The point of the instrument should now engage the Eustachian tube; if, however, inflation shows this not to be the case the probability is that the catheter has been pushed too far backwards and rests on its posterior lip. This can be remedied by drawing it a little further outwards.

The second method. The catheter, with its beak turned downwards, is passed gently and rapidly along the inferior meatus of the nasal cavity, and at the same time rotated slightly outwards against the inferior turbinal bone. Whilst the catheter is within the nose, this outward rotation is prevented by the narrowness of the inferior meatus, but as soon as the beak of the catheter has passed behind the level of the inferior turbinal into the free post-nasal space, it will revolve outwards and upwards and in so doing will enter the Eustachian tube, which lies just behind and above the posterior end of the inferior turbinal bone.
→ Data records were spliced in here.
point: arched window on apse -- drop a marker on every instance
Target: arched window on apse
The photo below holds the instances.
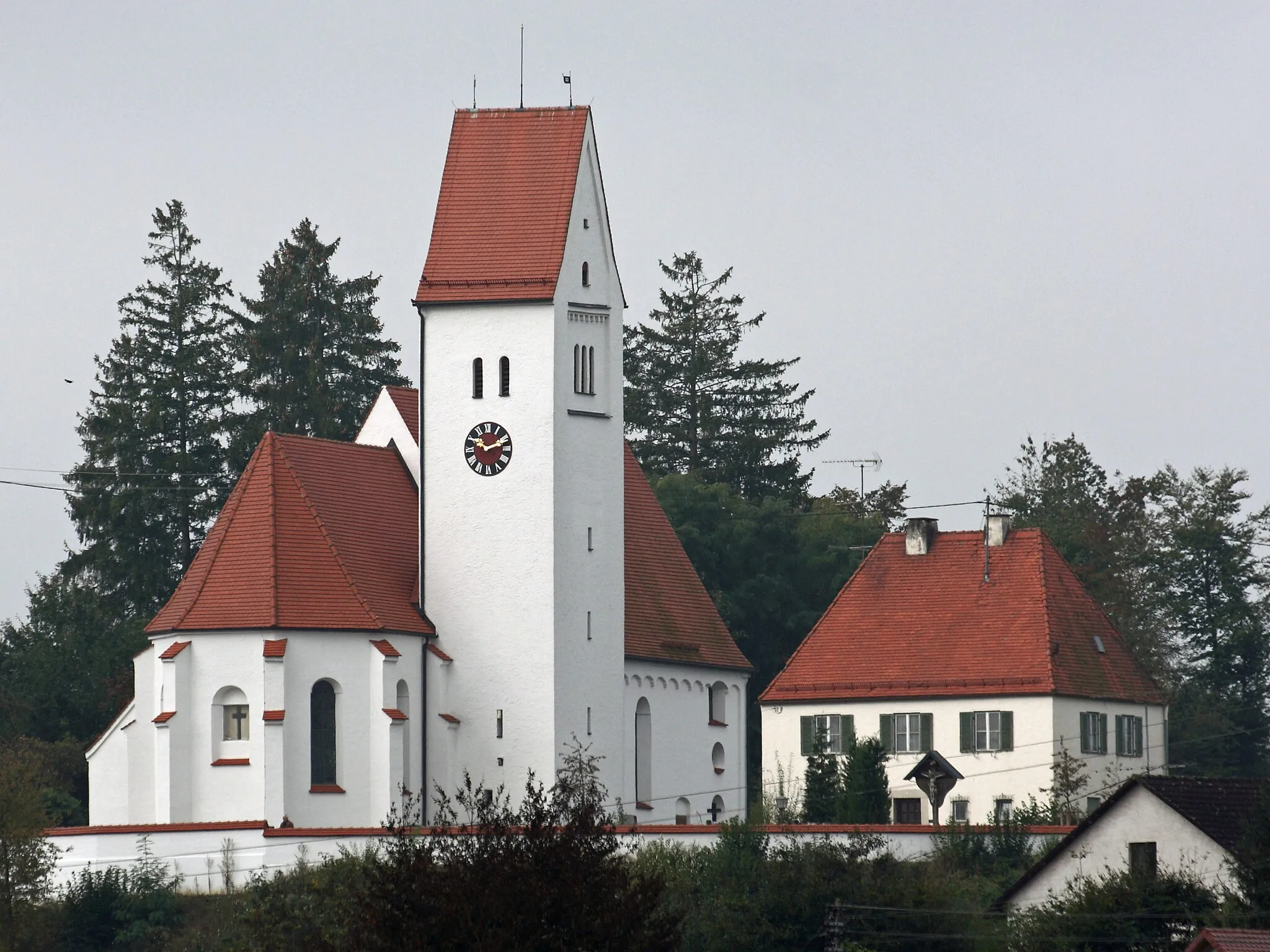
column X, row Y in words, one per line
column 322, row 735
column 643, row 754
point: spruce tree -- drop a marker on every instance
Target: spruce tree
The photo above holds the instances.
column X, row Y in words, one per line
column 694, row 405
column 155, row 469
column 313, row 347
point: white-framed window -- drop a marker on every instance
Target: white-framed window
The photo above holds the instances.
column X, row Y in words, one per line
column 1094, row 733
column 908, row 733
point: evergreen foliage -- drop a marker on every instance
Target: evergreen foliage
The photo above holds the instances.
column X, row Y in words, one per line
column 694, row 405
column 155, row 469
column 313, row 348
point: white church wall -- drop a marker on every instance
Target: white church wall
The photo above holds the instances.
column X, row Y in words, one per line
column 489, row 540
column 590, row 570
column 1014, row 775
column 683, row 742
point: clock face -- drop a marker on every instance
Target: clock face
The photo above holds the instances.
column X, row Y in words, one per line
column 488, row 450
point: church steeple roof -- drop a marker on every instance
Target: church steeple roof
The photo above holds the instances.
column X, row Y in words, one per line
column 316, row 535
column 504, row 211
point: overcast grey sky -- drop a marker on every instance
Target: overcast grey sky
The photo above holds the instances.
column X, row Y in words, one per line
column 973, row 221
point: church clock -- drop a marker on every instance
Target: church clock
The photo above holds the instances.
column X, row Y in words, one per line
column 488, row 450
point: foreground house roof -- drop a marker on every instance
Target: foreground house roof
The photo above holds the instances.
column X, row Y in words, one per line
column 504, row 211
column 670, row 616
column 1219, row 806
column 929, row 626
column 316, row 535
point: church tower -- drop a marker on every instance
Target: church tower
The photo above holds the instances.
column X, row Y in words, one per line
column 521, row 455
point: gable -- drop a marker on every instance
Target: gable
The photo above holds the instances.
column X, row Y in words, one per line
column 504, row 209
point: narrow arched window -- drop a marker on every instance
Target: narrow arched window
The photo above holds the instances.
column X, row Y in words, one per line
column 322, row 735
column 643, row 753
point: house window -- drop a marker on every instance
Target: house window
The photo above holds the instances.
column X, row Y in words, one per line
column 835, row 730
column 643, row 753
column 907, row 733
column 908, row 810
column 1142, row 861
column 1094, row 733
column 718, row 696
column 322, row 734
column 1128, row 735
column 987, row 730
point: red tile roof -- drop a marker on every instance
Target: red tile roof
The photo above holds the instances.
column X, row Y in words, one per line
column 929, row 626
column 504, row 209
column 1231, row 941
column 315, row 535
column 407, row 402
column 670, row 616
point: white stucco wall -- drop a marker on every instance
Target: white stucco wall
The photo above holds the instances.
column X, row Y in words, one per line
column 1140, row 816
column 683, row 741
column 144, row 772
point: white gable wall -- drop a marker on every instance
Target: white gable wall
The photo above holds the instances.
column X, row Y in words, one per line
column 1140, row 816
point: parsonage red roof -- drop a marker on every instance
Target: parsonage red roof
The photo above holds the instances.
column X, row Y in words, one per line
column 930, row 626
column 504, row 211
column 670, row 616
column 315, row 535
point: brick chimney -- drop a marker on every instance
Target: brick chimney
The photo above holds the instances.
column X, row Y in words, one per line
column 998, row 527
column 918, row 535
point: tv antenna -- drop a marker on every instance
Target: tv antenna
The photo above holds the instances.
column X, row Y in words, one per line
column 871, row 464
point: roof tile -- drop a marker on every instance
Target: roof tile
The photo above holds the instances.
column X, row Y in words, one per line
column 504, row 211
column 929, row 626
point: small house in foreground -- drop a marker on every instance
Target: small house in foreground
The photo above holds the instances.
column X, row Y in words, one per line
column 1151, row 824
column 984, row 646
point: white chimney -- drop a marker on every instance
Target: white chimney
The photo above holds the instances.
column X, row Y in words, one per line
column 920, row 535
column 998, row 527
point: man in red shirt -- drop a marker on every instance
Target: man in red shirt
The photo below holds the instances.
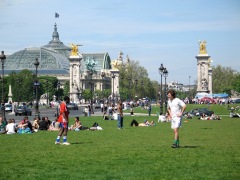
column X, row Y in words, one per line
column 63, row 120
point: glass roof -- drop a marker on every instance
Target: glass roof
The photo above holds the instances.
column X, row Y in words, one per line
column 53, row 58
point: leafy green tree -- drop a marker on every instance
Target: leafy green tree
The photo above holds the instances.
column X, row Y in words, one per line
column 134, row 79
column 223, row 79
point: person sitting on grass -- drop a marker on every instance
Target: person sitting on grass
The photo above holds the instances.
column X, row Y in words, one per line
column 11, row 127
column 146, row 123
column 161, row 118
column 2, row 125
column 105, row 116
column 131, row 111
column 234, row 115
column 77, row 126
column 43, row 125
column 35, row 124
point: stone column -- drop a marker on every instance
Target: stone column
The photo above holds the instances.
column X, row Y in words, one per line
column 74, row 81
column 210, row 80
column 203, row 77
column 115, row 83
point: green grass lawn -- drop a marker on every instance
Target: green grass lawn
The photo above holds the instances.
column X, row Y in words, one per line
column 209, row 150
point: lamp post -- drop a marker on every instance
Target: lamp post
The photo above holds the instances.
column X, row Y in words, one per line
column 47, row 92
column 92, row 112
column 189, row 86
column 160, row 69
column 165, row 74
column 36, row 84
column 18, row 83
column 103, row 88
column 142, row 89
column 136, row 82
column 58, row 89
column 3, row 57
column 113, row 98
column 129, row 82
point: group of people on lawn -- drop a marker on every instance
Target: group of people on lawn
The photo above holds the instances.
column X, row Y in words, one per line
column 25, row 126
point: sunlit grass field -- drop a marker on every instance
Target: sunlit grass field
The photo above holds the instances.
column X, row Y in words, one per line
column 209, row 150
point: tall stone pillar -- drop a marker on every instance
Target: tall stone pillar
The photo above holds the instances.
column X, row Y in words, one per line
column 115, row 83
column 74, row 82
column 204, row 84
column 210, row 80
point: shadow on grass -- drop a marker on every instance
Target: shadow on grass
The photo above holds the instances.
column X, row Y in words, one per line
column 73, row 143
column 189, row 146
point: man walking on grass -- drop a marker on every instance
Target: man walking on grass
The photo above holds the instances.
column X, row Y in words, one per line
column 176, row 107
column 63, row 120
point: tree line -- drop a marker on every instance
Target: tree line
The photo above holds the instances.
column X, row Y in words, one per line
column 134, row 83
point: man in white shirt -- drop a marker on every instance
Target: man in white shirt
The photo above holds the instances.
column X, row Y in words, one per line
column 11, row 127
column 176, row 107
Provided there be no abnormal obstruction within the nose, this method is an exceedingly simple one. With the practised hand the manipulation can be carried out so smoothly and quickly that the catheter will be in position before the patient has had time to realize the fact.

Difficulties. 1. Irritability of the mucous membrane. The passing of the catheter through the nose may set up a violent spasm of sneezing or coughing. When the beak has entered the post-nasal space, the irritation may cause such intense contraction of the palatal muscles that the point of the catheter may become fixed and its movement rendered impossible. If this takes place, the catheter should be withdrawn and the part anæsthetized by means of cocaine and eucaine solution, which is best applied locally on a pledget of wool at the end of a probe.

2. Partial nasal obstruction. On inspecting the nose the obstruction is usually found to be due to a deviated septum or spur, or to adhesions situated at its anterior part. Sometimes a passage can be effected by simply diminishing the curve of the catheter. At other times the obstruction can be overcome by introducing the catheter with its stem held upwards and outwards, so that on entering the nose the beak dips in beneath the anterior end of the inferior turbinal. As the catheter is pushed gently inwards its outer extremity is brought round with a circular movement so that it gradually assumes the horizontal position. No force must be used. As the catheter is pushed farther in, it may rotate to a varying degree according to the formation of the nasal cavity. Sometimes, indeed, the catheter may make a complete rotation during its passage through the nose. At other times, after the obstruction is passed, the catheter is best pushed through the nose with the beak pointing directly upwards. The great point is gentleness; the catheter should be allowed to take whatever position suits it best, but after the beak has entered the post-nasal space the stem should lie horizontally along the floor of the nose and its beak should point downwards.

3. Complete nasal obstruction. If the obstruction be one-sided, then the catheter must be introduced into the nasal space through the opposite side.

This is performed in the ordinary manner, except that the catheter must be longer and possess a larger curvature. On reaching the post-nasal space, its beak is turned round so as to point towards the outer canthus of the eye on the affected side. It may be necessary to alter the curve more than once in order to get the point of the catheter to exactly engage into the orifice of the Eustachian tube.

If both sides be completely obstructed, the only method to adopt is catheterization from the mouth. The ordinary catheter is used. It is passed into the mouth, its beak being directed upwards, until it reaches the posterior wall of the pharynx. The catheter is then pushed directly upwards until its stem impinges against the soft palate. The beak is then turned outwards until it lies almost horizontally. In this position it should enter Rosenmüller’s fossa. The catheter is now withdrawn a little and should be felt to pass over a slight obstruction—the posterior lip of the Eustachian orifice. By gently pressing the beak slightly outwards, it should engage within the entrance of the Eustachian canal.

4. Obstruction within the post-nasal space. A common error in introducing the catheter is to push it too far backwards, so that on rotation of the beak outwards it passes behind the Eustachian tube and lies in Rosenmüller’s fossa. In this position the sounds referred to the examiner’s ear through the auscultation tube during the act of inflation differ from the normal sounds in that they are soft and distant. In a case of doubt inflation should again be practised with the catheter in varying positions. If the catheter be in the correct position, the patient should be able to talk without discomfort, and there should be no tendency to retching or coughing. If, however, the beak lies in Rosenmüller’s fossa, considerable irritation is caused, and on inflation the patient feels the air in the throat and not in the ear.

Catheterization may be rendered difficult by the presence of a large pad of adenoids or of a tumour; or inflation of air into the Eustachian tube may be quite impossible owing to the occlusion of its pharyngeal orifice, the result of scarring.